1999'da Cumhurbaşkanı Süleyman Demirel, Başbakan Bülent Ecevit döneminde Türkiye “aday ülke” olarak kabul edildi.    

2005'te ise Cumhurbaşkanı Ahmet Necdet Sezer, Başbakan Tayyip Erdoğan döneminde “üyelik müzakereleri” başladı.

Aslında bugün 100 yaşındaki Türkiye'nin 64 yıllık AB süreci, Tanzimat'la başlayan ve 200 yıldır devam eden Batılılaşma sürecinin ete-kemiğe bürünmüş bir ifadesi idi.

***

AB, 1998'den bu yana “Türkiye İlerleme Raporu” yayınlamaktadır.

Çünküİlerleme Raporu”, aday ülkenin kaydettiği ilerlemelerin ve eksikliklerin yıllık olarak değerlendirildiği bir rapordur.

Bu raporlar, aday ülkenin resmi verilerine dayanır. AB’nin bir birimi olan “Avrupa Komisyonu” tarafından hazırlanır.

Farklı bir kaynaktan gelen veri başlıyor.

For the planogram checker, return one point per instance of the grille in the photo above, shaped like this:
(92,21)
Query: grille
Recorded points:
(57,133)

Avrupa Parlamentosu ve Avrupa Konseyi'nin onayına sunulur.

Ama raporların ana omurgasını, AB anayasası sayılan ve temel kriterlerden biri olan “Kopenhang Kriterleri” oluşturur.

Ve bu kriterlerin ana maddeleri:

-Kuvvetler ayrılığıdır.

-Bağımsız yargıdır.

-Kısıtsız basın özgürlüğüdür.

-İzinsiz, gösteri ve yürüyüş özgürlüğüdür.

-Hukuk devleti ilkeleridir.

İşte bu kriterler, AB’nin olmazsa olmaz koşullarıdır.

Elbette bu kriterlere göre kendimizi de ciddi ciddi bir gözden geçirmemiz gerekir.

***

Peki, bu kriterlerde tam puan alsak AB Türkiye’yi içine alır mı? Almaz.

Peki, neden?

Elbette inanç farkı, kültürel fark bir nedendir ama buna cevabı, siyasetin mizah ustası Sayın Demirel’den bir alıntıyla verelim.

Demirel Türkiye'nin AB'ye giriş koşullarını şöyle özetler:

AB'ye girmek isteyenler bir sınava alınıyor.

Bulgaristan sınava giriyor, 'Atom bombası ne zaman atıldı' diye soruyorlar. '1945' diyor. 'Geçtin' deniyor.

Sonra Romanya sınava giriyor. 'Atom bombası nereye atıldı' deniyor. 'Japonya' diyor. 'Sen de geçtin' deniyor.

Türkiye'ye sıra gelince, 'Atom bombası atıldıktan sonra ölenlerin isimlerini, soyadlarını, doğum yerlerini, mesleklerini' söyle deniyor.”

Demirel’in bu mizahına, Ermeni soykırım iddiasının, Kıbrıs sorununun AB’ye girebilmenin ön koşulu gösterilmesini de eklersek, AB’ye girmek zor, hem de çok zordur.